Nabil Ayouch : Cela fait 18 ans que j'ai posé mes valises au Maroc après avoir grandi en France. J'étais à la fois dans une vie très excitante d'un pays qui m'inspire beaucoup tout autant qu'il peut me choquer parfois ou me bouleverser, et dans l'observation. L'observation essentiellement des autres, des gens qui peuplent le Maroc, des gens très différents qui sont dans des combats individuels qui pour certains se sont transformés en combats collectifs comme on l'a vu au moment du printemps arabe. Jusqu'à présent, dans mes films, j'avais toujours eu envie de m'intéresser aux marginaux, que ce soit Ali Zaoua, Les Chevaux de Dieu ou même Much Loved. Avec Razzia, je voulais me lancer dans quelque chose qui est beaucoup plus un film somme, une somme de toutes ces années que j'ai passées ici, une somme de toutes les personnes que j'ai vues, que j'ai rencontrées et qui constituent une majorité, mais une majorité silencieuse. J'avais envie d'explorer cette majorité silencieuse dans leurs luttes individuelles, avec une période charnière, le début des années 80 qui ouvre le film dans les montagnes et qui est la période d'arabisation de l'enseignement, de l'éducation.

Le film est relié ensuite à Casablanca en 2015 où sont introduits les quatre autres personnages principaux. Pourquoi ces personnages en particulier ?
C'est ce qui me touche parmi les gens que je rencontre et quelles problématiques me touchent. Ce restaurateur juif qui vit dans le déni et dans un monde idéalisé qui voudrait être coexistant et fraternel. Ce jeune des quartiers populaires de la Médina dont les rêves de devenir une rock star sont entravés par son quartier et même par son père. Cette jeune adolescente qu'on pense avoir tout pour elle et qui ne demande qu'une chose, faire partie de ce Maroc pluriel et divers, mais qui en est complètement coupée et qui est totalement seule. Enfin, cette femme qui est dans une sorte de résistance au quotidien, dans son couple et vis à vis de la société, et qui incarne pour moi toute une génération de femmes qui ne sont pas seulement marocaines ou du monde musulman, mais de bien au-delà, cette femme qui décide de se réapproprier un espace, son espace, qu'il soit public ou privé. Je me suis rendu compte qu'ils me touchaient tous, chacun à leur manière. Je les avais tous rencontrés depuis 18 ans que je vis ici et j'avais tout simplement envie de parler d'eux.
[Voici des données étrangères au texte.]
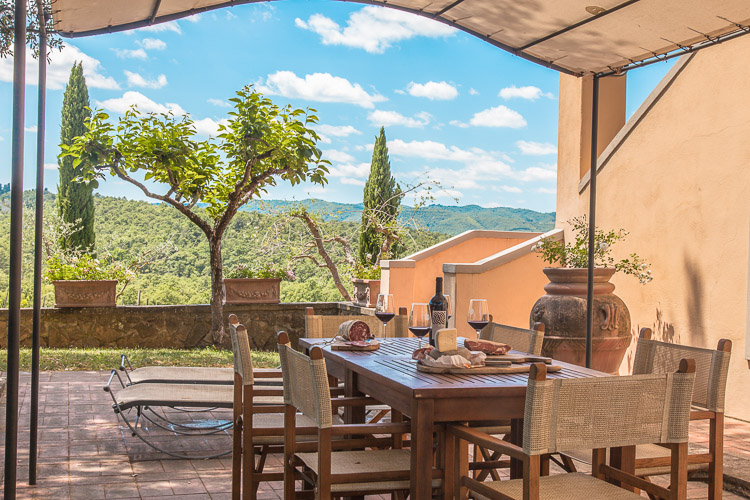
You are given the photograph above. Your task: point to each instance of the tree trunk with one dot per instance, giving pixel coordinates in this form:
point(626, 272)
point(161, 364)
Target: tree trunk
point(217, 291)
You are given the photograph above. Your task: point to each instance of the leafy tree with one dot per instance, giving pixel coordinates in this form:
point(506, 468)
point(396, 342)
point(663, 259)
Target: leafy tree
point(75, 199)
point(260, 144)
point(382, 201)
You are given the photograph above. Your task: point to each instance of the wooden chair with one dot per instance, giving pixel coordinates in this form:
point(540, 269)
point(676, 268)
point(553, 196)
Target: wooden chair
point(598, 412)
point(520, 339)
point(319, 326)
point(711, 369)
point(485, 461)
point(258, 429)
point(328, 472)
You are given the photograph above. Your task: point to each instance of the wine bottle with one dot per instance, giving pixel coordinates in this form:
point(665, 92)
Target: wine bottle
point(438, 310)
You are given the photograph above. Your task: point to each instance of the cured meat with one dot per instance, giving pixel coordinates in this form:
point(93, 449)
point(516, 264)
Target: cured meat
point(354, 330)
point(421, 353)
point(487, 346)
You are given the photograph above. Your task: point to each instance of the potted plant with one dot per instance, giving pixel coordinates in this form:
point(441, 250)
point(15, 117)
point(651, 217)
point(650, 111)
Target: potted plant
point(262, 285)
point(563, 308)
point(366, 284)
point(84, 281)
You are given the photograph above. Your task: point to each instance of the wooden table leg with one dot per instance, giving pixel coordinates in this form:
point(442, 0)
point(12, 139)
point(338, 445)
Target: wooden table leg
point(623, 458)
point(516, 437)
point(421, 448)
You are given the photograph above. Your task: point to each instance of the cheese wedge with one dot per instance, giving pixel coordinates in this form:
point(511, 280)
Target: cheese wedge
point(446, 340)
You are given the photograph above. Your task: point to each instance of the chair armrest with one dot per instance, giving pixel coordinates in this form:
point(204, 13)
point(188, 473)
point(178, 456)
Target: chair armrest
point(487, 441)
point(352, 401)
point(391, 428)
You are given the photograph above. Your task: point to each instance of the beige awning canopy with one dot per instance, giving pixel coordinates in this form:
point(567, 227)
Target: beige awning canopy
point(572, 36)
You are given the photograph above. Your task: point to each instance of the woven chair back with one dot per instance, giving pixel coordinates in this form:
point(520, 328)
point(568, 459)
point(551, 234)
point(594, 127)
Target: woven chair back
point(243, 362)
point(711, 368)
point(520, 339)
point(318, 326)
point(601, 412)
point(306, 385)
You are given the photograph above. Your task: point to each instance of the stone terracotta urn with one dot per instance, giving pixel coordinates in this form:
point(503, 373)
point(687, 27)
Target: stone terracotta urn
point(366, 292)
point(85, 293)
point(563, 312)
point(252, 290)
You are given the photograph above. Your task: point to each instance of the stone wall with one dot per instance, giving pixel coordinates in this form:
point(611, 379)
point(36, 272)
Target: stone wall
point(180, 326)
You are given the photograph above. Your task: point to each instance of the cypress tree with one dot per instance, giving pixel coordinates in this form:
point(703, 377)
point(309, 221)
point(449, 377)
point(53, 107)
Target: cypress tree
point(75, 200)
point(381, 199)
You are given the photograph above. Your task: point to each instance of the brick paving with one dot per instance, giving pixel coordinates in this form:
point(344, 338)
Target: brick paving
point(85, 453)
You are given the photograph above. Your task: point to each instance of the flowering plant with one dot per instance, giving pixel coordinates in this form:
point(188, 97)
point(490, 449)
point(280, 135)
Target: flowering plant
point(267, 271)
point(576, 254)
point(366, 272)
point(86, 267)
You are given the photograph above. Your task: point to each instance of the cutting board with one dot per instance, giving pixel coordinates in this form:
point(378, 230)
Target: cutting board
point(341, 346)
point(484, 370)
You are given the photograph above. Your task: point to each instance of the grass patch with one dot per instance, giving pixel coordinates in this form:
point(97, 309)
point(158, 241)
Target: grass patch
point(90, 358)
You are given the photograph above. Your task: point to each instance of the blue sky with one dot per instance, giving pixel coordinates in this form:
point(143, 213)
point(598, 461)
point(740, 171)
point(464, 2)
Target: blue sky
point(456, 109)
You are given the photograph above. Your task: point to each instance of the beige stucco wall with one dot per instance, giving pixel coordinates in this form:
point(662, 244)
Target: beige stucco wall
point(416, 283)
point(680, 183)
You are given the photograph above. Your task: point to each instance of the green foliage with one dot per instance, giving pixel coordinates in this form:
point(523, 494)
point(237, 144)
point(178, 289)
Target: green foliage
point(92, 358)
point(381, 203)
point(85, 267)
point(75, 199)
point(366, 272)
point(266, 271)
point(576, 254)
Quelles étaient vos intentions de mise en scène ?
Je voulais une mise en scène assez simple, qui porte avant tout l'émotion de mes personnages car ils sont humains, touchants, émouvants, car ils ont des fragilités qu'il fallait aller chercher le plus loin possible, dans la manière de les filmer, dans la manière de les regarder et de les observer, de les confronter au monde qui les entoure. Cela a été un choix permanent pendant le tournage. Car ce qui n'était pas évident, c'est que je vais les chercher dans une intimité, mais qu'en même temps ils font partie d'un tout. C'est la complexité de ce film : ils sont chacun dans un parcours personnel et en même temps ce parcours personnel est plus vaste et parfois les dépasse, notamment dans la dernière partie du film.

Quid de la tension permanente dans le film et de la violence qui finit par déferler.
On est sur un fil, les personnages sont dans équilibre assez précaire. On sent que cela peut basculer, mais cela ne bascule pas : cela reste tendu. A la fin, cela explose parce je crois que, comme ces personnages, on vit tous des peurs aujourd'hui dans la société dans laquelle on évolue. A un moment ou un autre, ces peurs explosent, s'expriment comme une sorte de catharsis qui est selon moi extrêmement signifiante de l'époque qu'on est en train de vivre. Evidemment, il ne s'agit pas d'encourager quelque forme de violence que ce soit. Il s'agit de dire que la violence est parmi nous, qu'elle est là qu'on le veuille ou non, que c'est une voix d'expression et qu'il faut s'en méfier. Mais en même temps, parfois, garder cette violence à l'intérieur de soi, la réprimer, est beaucoup moins salvateur que de la voir sortir, s'exprimer, justement parce qu'elle raconte des choses sur notre époque.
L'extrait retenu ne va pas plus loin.